Bioethics Internship Seminar—Clinical Ethics HHE 5701
NOT OFFERED SPRING 2026
The Bioethics Program of the Center for Health Humanities and Ethics offers approximately ten undergraduate Clinical Ethics Internships each semester. This course, HHE 5701, is designed to provide students with experience in discerning and analyzing ethical issues as they arise in clinical settings. Each student will spend 3-4 hours per week on a clinical unit (the same unit throughout the semester) under the mentorship of a health care professional. Weekly seminar time will focus on the student’s reflections as a participant observer and on the ethical issues that commonly arise in health care. Students are expected to have basic background knowledge of common questions in bioethics and methods of analyzing those questions.
This program typically places students in such clinical services as: Neonatal ICU, HIV/AIDS Clinic, Cancer Center, Pediatric ICU, Pastoral Care, Palliative Care, Teen and Young Adult Center, Emergency Department, Organ Transplant, Advanced Heart Failure Program, Surgical/Trauma ICU, Medical ICU, and the Neurancy Neurological ICU. Each student is assigned a clinical mentor who is responsible for exposing the student to the practices and ethical problems of their field.
The course is led by Mary Faith Marshall, Director of the Center for Health Humanities and Ethics. The weekly seminar focuses on topics that transcend the borders of the different internship placements, such as: “doing” ethics in a clinical setting; the patient/surrogate decision maker experience; moral understandings in the clinical setting, the sociology of the modern hospital and clinical training; and the pragmatics of ethics and moral distress case consultation. Because the course is run as a seminar we look for applicants who can reliably make thoughtful contributions to class discussion.
Each student is required to thoroughly analyze the assigned readings, participate actively in class, and complete a research project focusing on a problem or issue presented during their internship.

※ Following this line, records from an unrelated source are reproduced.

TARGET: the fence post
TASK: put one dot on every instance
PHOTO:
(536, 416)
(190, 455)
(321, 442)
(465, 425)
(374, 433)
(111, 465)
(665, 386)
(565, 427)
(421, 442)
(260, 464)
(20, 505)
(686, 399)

Preference will be given to graduating 4th years who are minoring in Health, Ethics, and Society (formerly Bioethics), doing an interdisciplinary major, or who have done well in one or more upper level bioethics electives. It is rare for 3rd years to gain admission; such students need to present special circumstances.
Entrance to this internship program is by application only. Because course enrollment is limited and traditionally has more applicants than can be accommodated, your acceptance in the course means that someone else has been denied access. Do not apply unless you are committed to taking the course.